Intelligence brief: GoM output still rising; Premier eyes tax offsets with North Sea purchase

Decommissioning news you need to know.

Premier Oil's acquisition of E.ON's North Sea assets comes with an added tax benefit (Image credit: Premier Oil)

Related Articles

GoM oil production rising – barely

Production in the Gulf of Mexico continues to grow, but only just, even with the benchmark spot oil price sliding to less than $30 per barrel.

GoM production was 0.1 million barrels-per-day (MMbbl) higher in the US Energy Information Administration’s (EIA) January 2016 estimate than nine months earlier. Total US production has fallen 0.5 MMbbl/d since April. The EIA estimates production will decrease from an average of 9.4 MMbbl/d in 2015 to 8.7 MMbbl/d in 2016 and 8.5 MMbbl/d in 2017.

The number of rigs actively exploring for or developing oil or natural gas in the GoM stood at 27 in the second week of January, almost half of the 53 recorded by Baker Hughes in its weekly rig count in the corresponding period last year.

Premier eyes tax offsets with North Sea acquisition

Premier Oil’s proposed $120 million acquisition of E.ON’s North Sea assets comes with about £250 million (US$360 million) in historic tax payments to be recouped upon future decommissioning expenditure, Premier told the London Stock Exchange.

The deal also outlines a mechanism by which E.ON will share the costs of decommissioning the Ravenspurn and Johnston fields, scheduled to take place in 2019-21, up to an agreed cap.

E.ON has incurred tax losses of about £500 million over the duration of its operations in the North Sea, a Premier Oil spokesperson told DecomWorld.

Under a new tax regime introduced in the UK in 2013, businesses undertaking decommissioning projects are entitled to tax reliefs of up to 50% on historic tax losses, or 75% for older fields.

In a note on the new tax regime last year, PwC noted that firms could generate a new business model worth billions by “collaborating better and exploiting tax reliefs” in regard to decommissioning projects. The UK has also introduced the Decommissioning Relief Deed, a contractual guarantee that cannot be overridden by future legislation, ensuring government refunds will not be lower than those outlined under the new rules.

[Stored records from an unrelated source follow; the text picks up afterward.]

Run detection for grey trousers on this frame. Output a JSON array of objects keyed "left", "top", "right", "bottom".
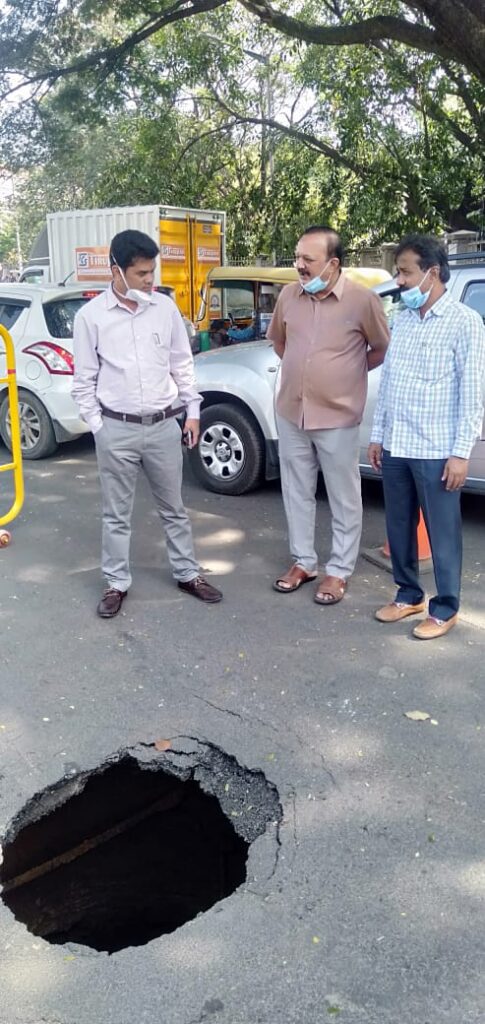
[
  {"left": 94, "top": 417, "right": 200, "bottom": 591},
  {"left": 277, "top": 416, "right": 362, "bottom": 580}
]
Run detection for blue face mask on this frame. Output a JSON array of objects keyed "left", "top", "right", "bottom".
[
  {"left": 302, "top": 260, "right": 329, "bottom": 295},
  {"left": 401, "top": 270, "right": 431, "bottom": 309}
]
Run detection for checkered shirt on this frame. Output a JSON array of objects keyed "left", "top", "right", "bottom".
[{"left": 370, "top": 292, "right": 485, "bottom": 459}]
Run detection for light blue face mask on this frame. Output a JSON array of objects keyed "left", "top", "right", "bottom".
[
  {"left": 401, "top": 267, "right": 431, "bottom": 309},
  {"left": 302, "top": 260, "right": 330, "bottom": 295},
  {"left": 113, "top": 259, "right": 151, "bottom": 306}
]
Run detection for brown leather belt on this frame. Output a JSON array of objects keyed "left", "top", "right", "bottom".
[{"left": 101, "top": 406, "right": 185, "bottom": 427}]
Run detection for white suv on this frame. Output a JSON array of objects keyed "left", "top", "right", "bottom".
[
  {"left": 189, "top": 253, "right": 485, "bottom": 495},
  {"left": 0, "top": 283, "right": 99, "bottom": 459}
]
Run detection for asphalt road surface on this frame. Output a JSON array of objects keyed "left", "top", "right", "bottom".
[{"left": 0, "top": 438, "right": 485, "bottom": 1024}]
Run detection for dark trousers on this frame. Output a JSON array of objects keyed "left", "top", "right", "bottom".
[{"left": 383, "top": 451, "right": 462, "bottom": 620}]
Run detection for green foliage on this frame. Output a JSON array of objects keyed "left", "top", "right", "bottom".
[{"left": 0, "top": 0, "right": 485, "bottom": 259}]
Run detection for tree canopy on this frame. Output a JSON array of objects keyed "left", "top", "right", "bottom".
[{"left": 0, "top": 0, "right": 485, "bottom": 256}]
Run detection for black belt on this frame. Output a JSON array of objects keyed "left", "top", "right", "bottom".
[{"left": 101, "top": 406, "right": 185, "bottom": 427}]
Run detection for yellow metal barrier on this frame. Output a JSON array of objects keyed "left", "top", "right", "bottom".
[{"left": 0, "top": 324, "right": 24, "bottom": 547}]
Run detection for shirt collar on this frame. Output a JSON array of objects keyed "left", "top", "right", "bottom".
[{"left": 299, "top": 270, "right": 345, "bottom": 302}]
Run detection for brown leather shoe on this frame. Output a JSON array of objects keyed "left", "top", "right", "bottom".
[
  {"left": 374, "top": 601, "right": 425, "bottom": 623},
  {"left": 412, "top": 615, "right": 458, "bottom": 640},
  {"left": 177, "top": 577, "right": 222, "bottom": 604},
  {"left": 96, "top": 587, "right": 128, "bottom": 618}
]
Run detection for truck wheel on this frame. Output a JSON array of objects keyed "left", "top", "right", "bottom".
[
  {"left": 189, "top": 403, "right": 265, "bottom": 495},
  {"left": 0, "top": 389, "right": 57, "bottom": 459}
]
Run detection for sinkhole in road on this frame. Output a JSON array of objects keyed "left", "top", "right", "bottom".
[{"left": 0, "top": 740, "right": 281, "bottom": 953}]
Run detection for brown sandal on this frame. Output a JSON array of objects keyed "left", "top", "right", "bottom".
[
  {"left": 273, "top": 565, "right": 317, "bottom": 594},
  {"left": 313, "top": 577, "right": 347, "bottom": 604}
]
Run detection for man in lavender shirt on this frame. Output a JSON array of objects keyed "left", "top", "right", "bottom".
[{"left": 73, "top": 230, "right": 222, "bottom": 618}]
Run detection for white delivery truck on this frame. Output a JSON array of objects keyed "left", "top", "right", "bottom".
[{"left": 20, "top": 206, "right": 226, "bottom": 321}]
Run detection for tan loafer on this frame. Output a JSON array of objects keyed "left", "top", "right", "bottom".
[
  {"left": 374, "top": 601, "right": 425, "bottom": 623},
  {"left": 412, "top": 615, "right": 458, "bottom": 640}
]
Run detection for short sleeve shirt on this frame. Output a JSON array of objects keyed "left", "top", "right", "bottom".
[{"left": 267, "top": 273, "right": 389, "bottom": 430}]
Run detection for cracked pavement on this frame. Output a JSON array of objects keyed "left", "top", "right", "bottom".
[{"left": 0, "top": 438, "right": 485, "bottom": 1024}]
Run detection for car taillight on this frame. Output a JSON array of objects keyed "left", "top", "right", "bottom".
[{"left": 24, "top": 341, "right": 74, "bottom": 374}]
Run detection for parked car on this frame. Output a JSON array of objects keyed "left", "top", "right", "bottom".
[
  {"left": 0, "top": 284, "right": 99, "bottom": 459},
  {"left": 0, "top": 283, "right": 195, "bottom": 459},
  {"left": 189, "top": 253, "right": 485, "bottom": 495}
]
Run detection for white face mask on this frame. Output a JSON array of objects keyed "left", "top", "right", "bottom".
[{"left": 113, "top": 260, "right": 150, "bottom": 306}]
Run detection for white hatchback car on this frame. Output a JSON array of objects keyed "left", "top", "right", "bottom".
[
  {"left": 0, "top": 283, "right": 99, "bottom": 459},
  {"left": 0, "top": 283, "right": 195, "bottom": 459}
]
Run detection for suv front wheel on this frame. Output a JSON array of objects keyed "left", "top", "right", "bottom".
[
  {"left": 189, "top": 403, "right": 265, "bottom": 495},
  {"left": 0, "top": 388, "right": 57, "bottom": 459}
]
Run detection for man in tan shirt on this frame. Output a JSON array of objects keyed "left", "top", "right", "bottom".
[{"left": 267, "top": 226, "right": 389, "bottom": 604}]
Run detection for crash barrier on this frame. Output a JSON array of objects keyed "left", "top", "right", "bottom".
[{"left": 0, "top": 324, "right": 24, "bottom": 547}]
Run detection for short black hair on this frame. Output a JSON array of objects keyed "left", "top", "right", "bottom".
[
  {"left": 298, "top": 224, "right": 344, "bottom": 265},
  {"left": 394, "top": 233, "right": 449, "bottom": 285},
  {"left": 109, "top": 228, "right": 160, "bottom": 270}
]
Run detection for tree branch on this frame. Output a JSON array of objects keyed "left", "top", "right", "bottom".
[
  {"left": 206, "top": 90, "right": 366, "bottom": 177},
  {"left": 0, "top": 0, "right": 227, "bottom": 99},
  {"left": 240, "top": 0, "right": 456, "bottom": 59}
]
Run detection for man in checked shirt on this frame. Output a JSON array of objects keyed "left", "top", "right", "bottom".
[
  {"left": 73, "top": 230, "right": 222, "bottom": 618},
  {"left": 368, "top": 234, "right": 485, "bottom": 640}
]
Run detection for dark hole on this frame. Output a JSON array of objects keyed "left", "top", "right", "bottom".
[{"left": 0, "top": 757, "right": 249, "bottom": 953}]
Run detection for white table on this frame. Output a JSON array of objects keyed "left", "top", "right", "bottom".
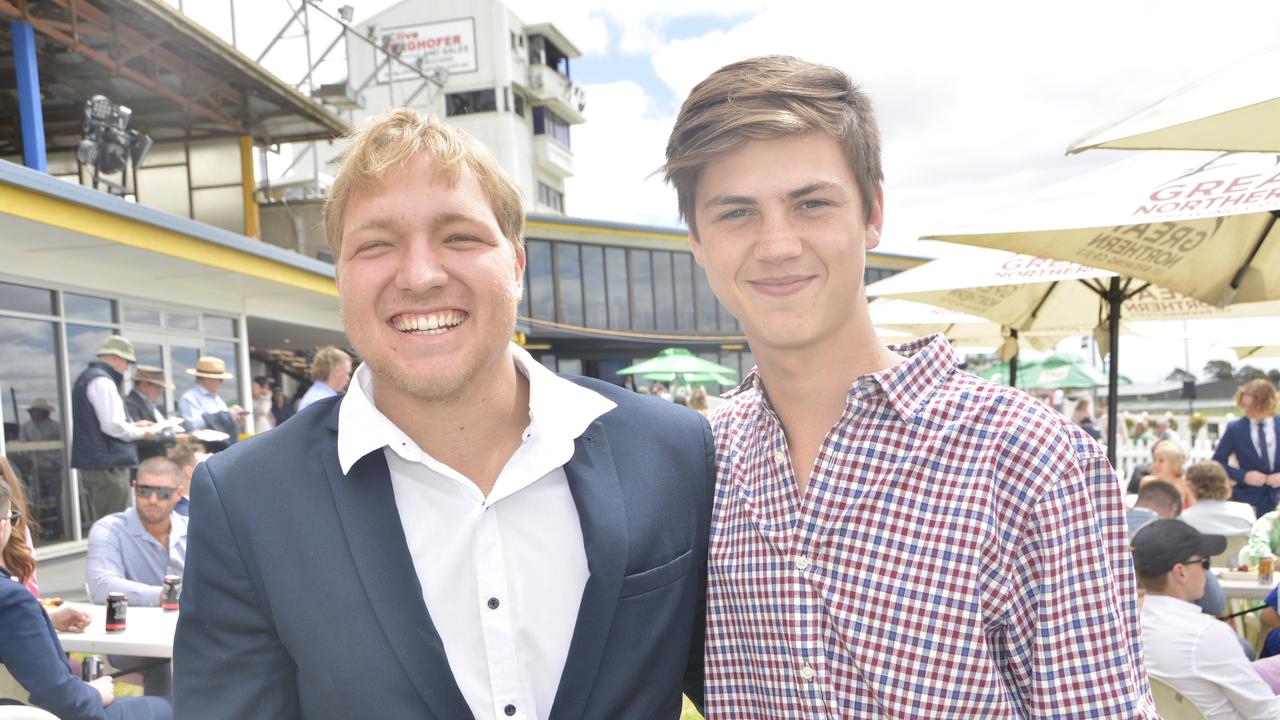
[{"left": 58, "top": 602, "right": 178, "bottom": 657}]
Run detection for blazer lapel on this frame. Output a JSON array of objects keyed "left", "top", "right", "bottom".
[
  {"left": 323, "top": 404, "right": 472, "bottom": 720},
  {"left": 550, "top": 420, "right": 627, "bottom": 720}
]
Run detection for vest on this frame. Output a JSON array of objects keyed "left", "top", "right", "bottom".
[{"left": 72, "top": 360, "right": 138, "bottom": 468}]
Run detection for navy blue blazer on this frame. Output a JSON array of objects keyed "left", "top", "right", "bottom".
[
  {"left": 174, "top": 378, "right": 714, "bottom": 720},
  {"left": 0, "top": 568, "right": 170, "bottom": 720},
  {"left": 1213, "top": 415, "right": 1280, "bottom": 518}
]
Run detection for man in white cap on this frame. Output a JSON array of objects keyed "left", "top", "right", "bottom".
[
  {"left": 178, "top": 355, "right": 244, "bottom": 442},
  {"left": 72, "top": 334, "right": 155, "bottom": 525}
]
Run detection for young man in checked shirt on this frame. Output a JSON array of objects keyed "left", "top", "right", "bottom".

Union calls for expedition of UK offshore decom

The GMB general trade union has urged the UK government to ensure there are no delays in offshore decommissioning, warning that to do otherwise would be “catastrophic” for jobs and investment.

Failure to do so “will almost certainly ensure UK yards in Scotland and the north-east of England will miss out on the opportunity decommissioning presents with work going abroad and expertise being developed in places like Norway, not the UK,” the union wrote in a letter to Amber Rudd, Secretary of State for Energy and Climate Change.

About 65,000 workers, or 15% of all employees in the UK’s offshore oil and gas sector, lost their jobs in the 20 months from January 2014, industry trade body Oil & Gas UK said in a September 2015 report. BP last week confirmed it would lay off 20% of its 3,000 North Sea employees and contractors.

GMB expressed its concern that the Energy Bill due for a second reading in the lower house of parliament on January 18 was over-emphasizing the role of the government’s Oil and Gas Authority in promoting carbon capture and storage “at the expense of necessary decisions that need to be taken regarding offshore installation decommissioning”.

If the bill passes, the OGA will be required to develop facilities for carbon storage as part of efforts to meet targets set out in the Climate Change Act 2008, which stipulates that the UK carbon account for 2050 be lower than the 1990 baseline.

The bill also outlines a principle objective of maximizing the economic return of UK petroleum, while retaining oversight of the decommissioning of oil and gas infrastructure, and securing its re-use for transportation and storage of greenhouse gases.

According to CMS Legal Services, one of the primary implications is that operators of offshore installations will have to comply with the OGA’s strategy. A public consultation on a draft strategy was supposed to take place in the second half of 2015, but that draft has yet to be published, CMS noted.